Apakah ada Politik dibalik Vaksin Covid-19 Tiongkok?

Di tengah ketidakpastian di masa depan karena pandemi Covid-19, kabar baik kemudian datang ketika vaksin Covid-19 dari Sinovac, Cina datang ke Indonesia untuk uji klinis Fase III dalam waktu dekat. Namun, dapatkah vaksin itu menjadi “jebakan baru” dari negara Tirai Bambu?

Sumber gambar

Sejak awal virus Corona (Covid-19) melanda dunia, berbagai pihak tidak luput membandingkan virus ini dengan film produksi Hollywood berjudul Contagion yang dirilis pada 2011. Karena film tersebut dikatakan memiliki alur cerita yang sangat mirip dengan Pandemi covid19.
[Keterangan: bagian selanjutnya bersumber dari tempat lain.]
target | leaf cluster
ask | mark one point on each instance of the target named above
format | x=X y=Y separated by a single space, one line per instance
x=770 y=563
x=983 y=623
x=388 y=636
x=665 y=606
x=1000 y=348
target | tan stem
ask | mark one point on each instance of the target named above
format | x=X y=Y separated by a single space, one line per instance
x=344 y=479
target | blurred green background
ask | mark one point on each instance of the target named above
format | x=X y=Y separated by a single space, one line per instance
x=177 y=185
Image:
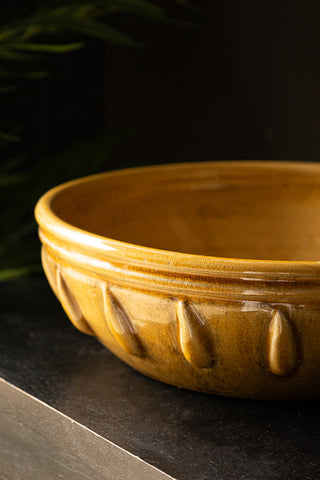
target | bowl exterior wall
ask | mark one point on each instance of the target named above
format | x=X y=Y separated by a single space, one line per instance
x=236 y=347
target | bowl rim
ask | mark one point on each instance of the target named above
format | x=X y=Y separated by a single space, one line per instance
x=53 y=226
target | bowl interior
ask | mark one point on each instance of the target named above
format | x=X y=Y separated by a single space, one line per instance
x=266 y=211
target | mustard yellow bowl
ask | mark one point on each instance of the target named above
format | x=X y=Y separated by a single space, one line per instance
x=205 y=275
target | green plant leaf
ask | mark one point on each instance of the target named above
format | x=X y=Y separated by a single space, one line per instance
x=48 y=48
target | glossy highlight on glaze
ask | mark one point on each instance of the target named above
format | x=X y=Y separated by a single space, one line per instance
x=187 y=272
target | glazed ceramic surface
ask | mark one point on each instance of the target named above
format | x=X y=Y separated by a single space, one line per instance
x=205 y=276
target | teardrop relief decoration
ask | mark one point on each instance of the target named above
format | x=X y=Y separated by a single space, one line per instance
x=282 y=345
x=192 y=336
x=70 y=304
x=120 y=325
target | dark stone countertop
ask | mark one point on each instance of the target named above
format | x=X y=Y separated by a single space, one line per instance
x=80 y=413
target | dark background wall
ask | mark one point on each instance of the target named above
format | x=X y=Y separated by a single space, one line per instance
x=244 y=82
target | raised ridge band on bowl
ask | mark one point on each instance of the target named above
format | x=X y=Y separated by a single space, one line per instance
x=131 y=256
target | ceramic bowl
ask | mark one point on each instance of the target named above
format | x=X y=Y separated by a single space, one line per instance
x=205 y=275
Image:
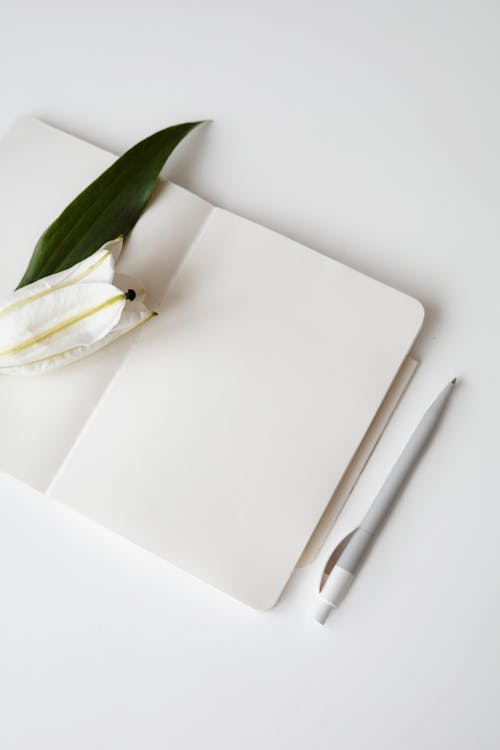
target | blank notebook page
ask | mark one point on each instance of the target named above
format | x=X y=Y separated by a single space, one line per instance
x=222 y=437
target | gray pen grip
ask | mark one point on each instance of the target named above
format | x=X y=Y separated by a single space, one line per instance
x=353 y=554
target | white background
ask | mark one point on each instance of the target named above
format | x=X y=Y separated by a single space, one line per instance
x=369 y=130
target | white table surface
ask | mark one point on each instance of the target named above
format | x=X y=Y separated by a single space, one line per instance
x=370 y=131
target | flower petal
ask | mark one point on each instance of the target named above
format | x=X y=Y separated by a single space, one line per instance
x=97 y=267
x=128 y=322
x=77 y=315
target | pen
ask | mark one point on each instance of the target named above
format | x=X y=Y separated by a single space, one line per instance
x=347 y=557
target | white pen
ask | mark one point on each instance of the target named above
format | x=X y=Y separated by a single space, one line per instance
x=347 y=557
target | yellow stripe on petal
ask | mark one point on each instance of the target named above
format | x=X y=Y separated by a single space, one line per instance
x=62 y=326
x=56 y=287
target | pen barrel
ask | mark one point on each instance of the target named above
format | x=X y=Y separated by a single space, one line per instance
x=352 y=556
x=405 y=464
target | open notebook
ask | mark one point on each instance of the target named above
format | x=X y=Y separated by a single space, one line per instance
x=217 y=434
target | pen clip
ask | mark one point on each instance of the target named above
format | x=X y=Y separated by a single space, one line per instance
x=330 y=563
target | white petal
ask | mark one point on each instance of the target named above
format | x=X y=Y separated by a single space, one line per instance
x=97 y=267
x=128 y=322
x=75 y=315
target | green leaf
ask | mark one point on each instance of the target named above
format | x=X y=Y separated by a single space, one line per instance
x=107 y=208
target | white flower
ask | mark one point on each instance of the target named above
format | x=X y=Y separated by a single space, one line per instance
x=68 y=315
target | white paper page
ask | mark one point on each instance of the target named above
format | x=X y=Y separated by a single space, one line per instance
x=248 y=397
x=41 y=171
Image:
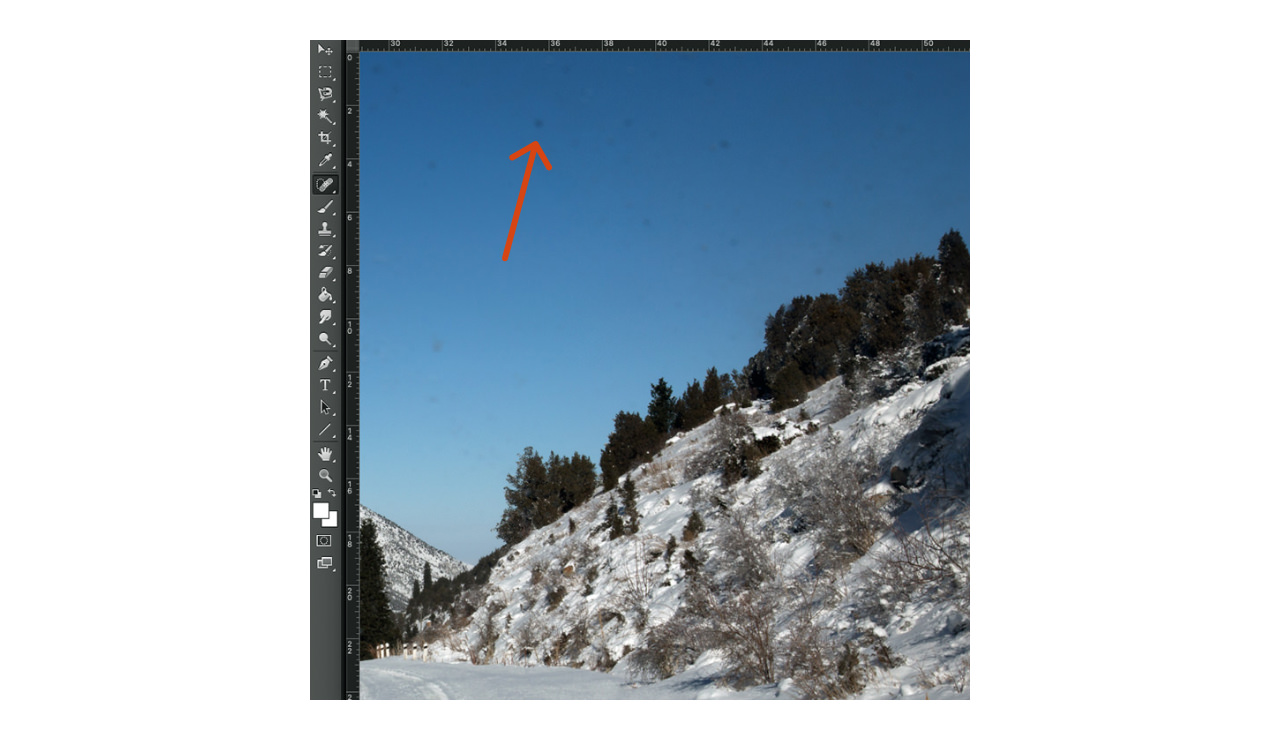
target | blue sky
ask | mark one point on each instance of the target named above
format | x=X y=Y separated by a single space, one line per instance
x=690 y=196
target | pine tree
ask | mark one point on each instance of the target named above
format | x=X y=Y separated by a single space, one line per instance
x=789 y=387
x=954 y=260
x=629 y=505
x=631 y=442
x=376 y=624
x=615 y=520
x=525 y=492
x=662 y=406
x=713 y=391
x=694 y=526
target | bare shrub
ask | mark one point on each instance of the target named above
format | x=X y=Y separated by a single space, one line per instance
x=638 y=583
x=730 y=448
x=530 y=636
x=841 y=403
x=744 y=626
x=931 y=561
x=746 y=553
x=830 y=496
x=671 y=647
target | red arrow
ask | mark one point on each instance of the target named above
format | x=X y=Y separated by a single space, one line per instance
x=533 y=150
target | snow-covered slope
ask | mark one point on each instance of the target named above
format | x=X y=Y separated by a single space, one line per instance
x=406 y=555
x=785 y=588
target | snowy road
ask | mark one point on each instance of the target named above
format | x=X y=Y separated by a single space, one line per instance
x=401 y=679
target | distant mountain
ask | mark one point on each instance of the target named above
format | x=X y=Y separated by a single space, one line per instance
x=406 y=555
x=837 y=567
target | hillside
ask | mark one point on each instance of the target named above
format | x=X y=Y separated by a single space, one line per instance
x=406 y=555
x=836 y=566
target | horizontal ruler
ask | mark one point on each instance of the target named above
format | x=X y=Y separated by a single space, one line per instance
x=547 y=45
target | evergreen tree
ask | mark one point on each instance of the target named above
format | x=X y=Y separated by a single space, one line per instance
x=693 y=409
x=927 y=320
x=629 y=505
x=789 y=387
x=954 y=260
x=713 y=391
x=571 y=482
x=615 y=520
x=376 y=624
x=662 y=406
x=631 y=442
x=694 y=526
x=525 y=490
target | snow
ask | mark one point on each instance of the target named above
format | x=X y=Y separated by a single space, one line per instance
x=620 y=589
x=402 y=679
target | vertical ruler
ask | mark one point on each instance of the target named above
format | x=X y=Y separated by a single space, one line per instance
x=351 y=365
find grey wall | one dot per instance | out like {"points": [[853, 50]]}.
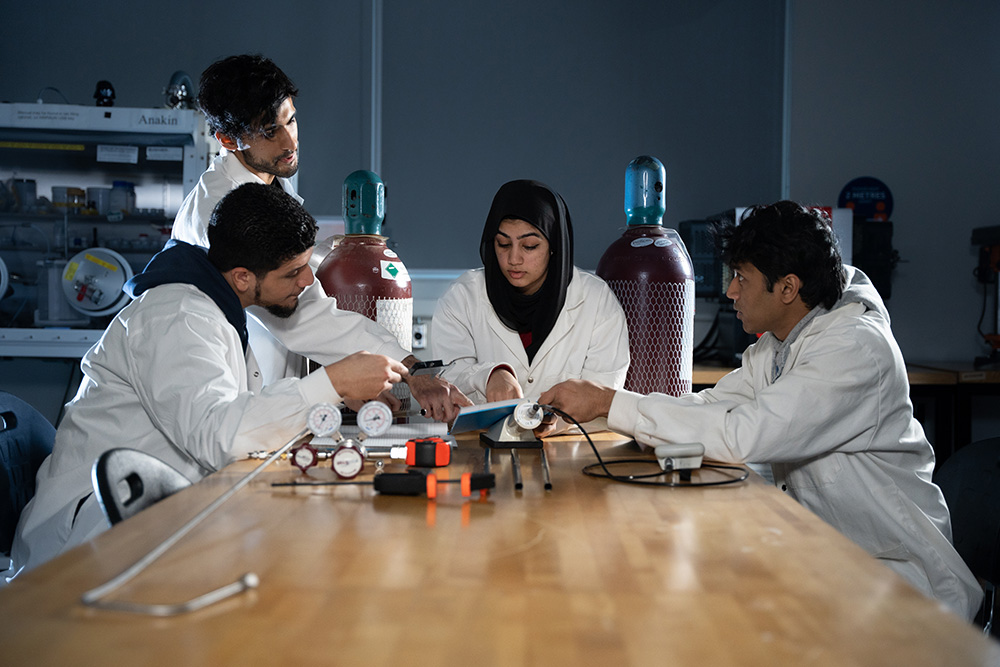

Media China, South China Morning Post (SCMP) juga menerbitkan sebuah artikel pada 14 Maret, yang menyatakan bahwa film itu tampaknya memprediksi pandemi Covid-19.

Mirip dengan Contagion, pengembangan vaksin cepat juga sedang dicari sehingga pandemi Covid-19 segera berakhir. Namun, seperti dicatat oleh Pusat Pengendalian dan Pencegahan Penyakit (CDC) Amerika Serikat (AS), pengembangan vaksin yang dilakukan dalam film tersebut Cuma berjalan 4 bulan. Yang pastinya ini berbeda dengan kasus Covid-19 saat ini.

Namun demikian, pengembangan vaksin Covid-19 sendiri sedang dipercepat oleh berbagai pihak saat ini. Dalam waktu yang dekat ini, indonesia akan menjalankan uji klinis fase ke III dari vaksin buatan biotek Cina Sinovac.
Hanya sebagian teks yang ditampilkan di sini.